The former cabinet minister is perhaps the most outspoken former cabinet minister against Johnson who is still on the green benches, among those briefly thrown out of the party by Johnson over their votes to stop no deal before the general election. She was one of the first MPs to declare no confidence in the prime minister publicly.
Nokes is not an organiser, but as chair of the women and equalities select committee, she is a mentor figure for younger Conservative women in parliament and has been particularly vocal on sexism in parliament.

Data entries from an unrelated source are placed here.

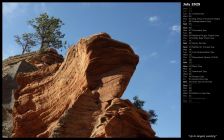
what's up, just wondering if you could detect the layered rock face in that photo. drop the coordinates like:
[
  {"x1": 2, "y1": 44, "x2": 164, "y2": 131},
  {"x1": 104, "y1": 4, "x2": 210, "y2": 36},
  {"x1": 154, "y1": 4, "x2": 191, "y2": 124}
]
[
  {"x1": 12, "y1": 33, "x2": 156, "y2": 138},
  {"x1": 2, "y1": 48, "x2": 63, "y2": 137},
  {"x1": 3, "y1": 48, "x2": 63, "y2": 70},
  {"x1": 2, "y1": 48, "x2": 64, "y2": 105}
]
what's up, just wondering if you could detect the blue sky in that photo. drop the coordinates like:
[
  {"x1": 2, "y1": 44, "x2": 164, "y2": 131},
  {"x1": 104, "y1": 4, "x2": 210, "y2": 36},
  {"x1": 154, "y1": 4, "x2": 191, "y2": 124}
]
[{"x1": 3, "y1": 2, "x2": 181, "y2": 137}]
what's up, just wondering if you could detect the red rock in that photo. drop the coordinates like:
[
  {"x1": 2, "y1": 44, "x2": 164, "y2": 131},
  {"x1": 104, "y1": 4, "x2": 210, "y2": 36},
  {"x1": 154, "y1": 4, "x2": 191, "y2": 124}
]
[
  {"x1": 12, "y1": 33, "x2": 155, "y2": 138},
  {"x1": 2, "y1": 48, "x2": 64, "y2": 137},
  {"x1": 90, "y1": 98, "x2": 155, "y2": 138}
]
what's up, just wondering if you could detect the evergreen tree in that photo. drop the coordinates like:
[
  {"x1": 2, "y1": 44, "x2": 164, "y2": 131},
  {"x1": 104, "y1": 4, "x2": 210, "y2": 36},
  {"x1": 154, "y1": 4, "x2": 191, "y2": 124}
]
[
  {"x1": 28, "y1": 12, "x2": 66, "y2": 51},
  {"x1": 14, "y1": 33, "x2": 36, "y2": 54},
  {"x1": 133, "y1": 96, "x2": 158, "y2": 125}
]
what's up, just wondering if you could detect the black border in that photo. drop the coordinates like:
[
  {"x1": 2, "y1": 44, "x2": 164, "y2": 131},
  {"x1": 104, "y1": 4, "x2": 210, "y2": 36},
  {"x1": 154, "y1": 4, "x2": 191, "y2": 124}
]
[
  {"x1": 3, "y1": 0, "x2": 223, "y2": 139},
  {"x1": 1, "y1": 1, "x2": 182, "y2": 139}
]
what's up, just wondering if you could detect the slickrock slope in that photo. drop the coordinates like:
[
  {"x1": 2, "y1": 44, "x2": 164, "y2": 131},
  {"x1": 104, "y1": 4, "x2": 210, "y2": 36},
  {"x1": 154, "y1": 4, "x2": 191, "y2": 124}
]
[
  {"x1": 12, "y1": 33, "x2": 156, "y2": 138},
  {"x1": 2, "y1": 48, "x2": 63, "y2": 137}
]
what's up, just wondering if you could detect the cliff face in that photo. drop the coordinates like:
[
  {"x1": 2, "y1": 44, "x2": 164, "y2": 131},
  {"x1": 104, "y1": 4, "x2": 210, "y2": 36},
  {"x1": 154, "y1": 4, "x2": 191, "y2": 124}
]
[
  {"x1": 2, "y1": 48, "x2": 63, "y2": 137},
  {"x1": 10, "y1": 33, "x2": 155, "y2": 138}
]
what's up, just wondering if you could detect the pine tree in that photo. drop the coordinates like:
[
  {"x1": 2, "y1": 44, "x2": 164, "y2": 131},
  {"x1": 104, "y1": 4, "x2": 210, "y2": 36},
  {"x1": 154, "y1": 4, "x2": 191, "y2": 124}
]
[
  {"x1": 133, "y1": 96, "x2": 158, "y2": 125},
  {"x1": 28, "y1": 12, "x2": 66, "y2": 51},
  {"x1": 14, "y1": 33, "x2": 36, "y2": 54}
]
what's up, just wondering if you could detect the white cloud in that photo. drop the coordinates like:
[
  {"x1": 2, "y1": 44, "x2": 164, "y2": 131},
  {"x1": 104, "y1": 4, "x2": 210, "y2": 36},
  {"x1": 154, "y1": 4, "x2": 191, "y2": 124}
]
[
  {"x1": 148, "y1": 16, "x2": 159, "y2": 23},
  {"x1": 150, "y1": 52, "x2": 158, "y2": 57},
  {"x1": 142, "y1": 52, "x2": 158, "y2": 61},
  {"x1": 170, "y1": 25, "x2": 180, "y2": 33},
  {"x1": 169, "y1": 60, "x2": 177, "y2": 64},
  {"x1": 3, "y1": 3, "x2": 19, "y2": 16}
]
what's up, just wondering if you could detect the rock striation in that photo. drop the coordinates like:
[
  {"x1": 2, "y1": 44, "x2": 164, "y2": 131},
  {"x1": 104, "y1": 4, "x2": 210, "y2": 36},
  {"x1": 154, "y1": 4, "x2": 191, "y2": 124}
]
[
  {"x1": 12, "y1": 33, "x2": 156, "y2": 138},
  {"x1": 3, "y1": 48, "x2": 63, "y2": 70},
  {"x1": 2, "y1": 48, "x2": 63, "y2": 137}
]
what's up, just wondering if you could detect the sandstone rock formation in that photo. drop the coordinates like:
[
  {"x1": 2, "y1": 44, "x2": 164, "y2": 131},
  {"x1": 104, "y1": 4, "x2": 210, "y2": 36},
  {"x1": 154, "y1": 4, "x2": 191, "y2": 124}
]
[
  {"x1": 3, "y1": 48, "x2": 63, "y2": 70},
  {"x1": 2, "y1": 48, "x2": 63, "y2": 137},
  {"x1": 12, "y1": 33, "x2": 156, "y2": 138}
]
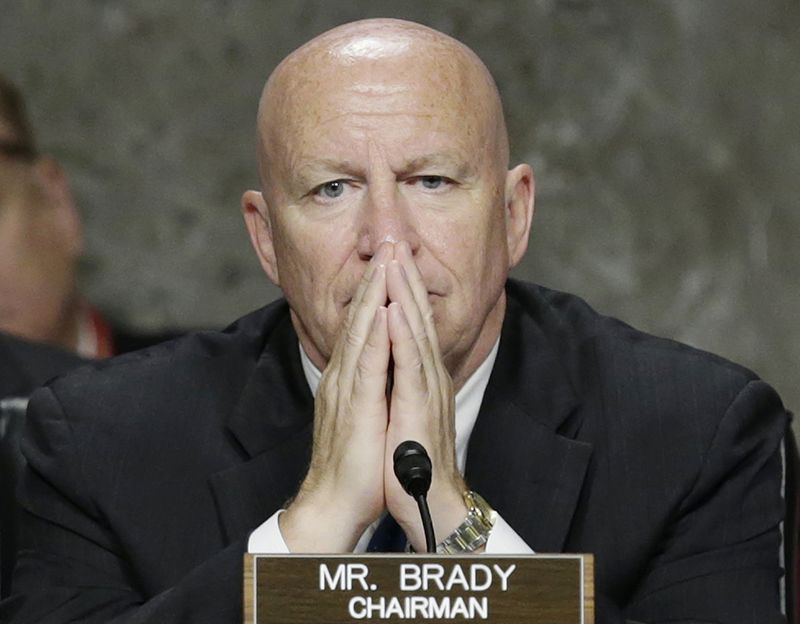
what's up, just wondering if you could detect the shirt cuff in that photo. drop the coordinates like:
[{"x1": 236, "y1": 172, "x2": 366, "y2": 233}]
[
  {"x1": 247, "y1": 510, "x2": 533, "y2": 555},
  {"x1": 247, "y1": 509, "x2": 290, "y2": 553},
  {"x1": 484, "y1": 513, "x2": 535, "y2": 554}
]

Hammond and his fellow former ministers Steve Brine and Sir Bob Neill are emblematic of the veteran Conservatives who have long been sceptical of Boris Johnson – many of them members of the One Nation group of centrist Tories.
Not all of Johnson’s critics within that group have gone public with letters or even calls for the prime minister’s resignation – but they would be likely to back Jeremy Hunt or Tom Tugendhat in any leadership race.
For this group, which has no explicit ringleader and flinches at the idea of coordinating a plot, the timing of any vote of no confidence is key and several had privately cautioned younger colleagues against accidentally triggering a vote earlier in the year, believing that timing post-Gray report was key so that MPs could see the full extent of the evidence against Johnson.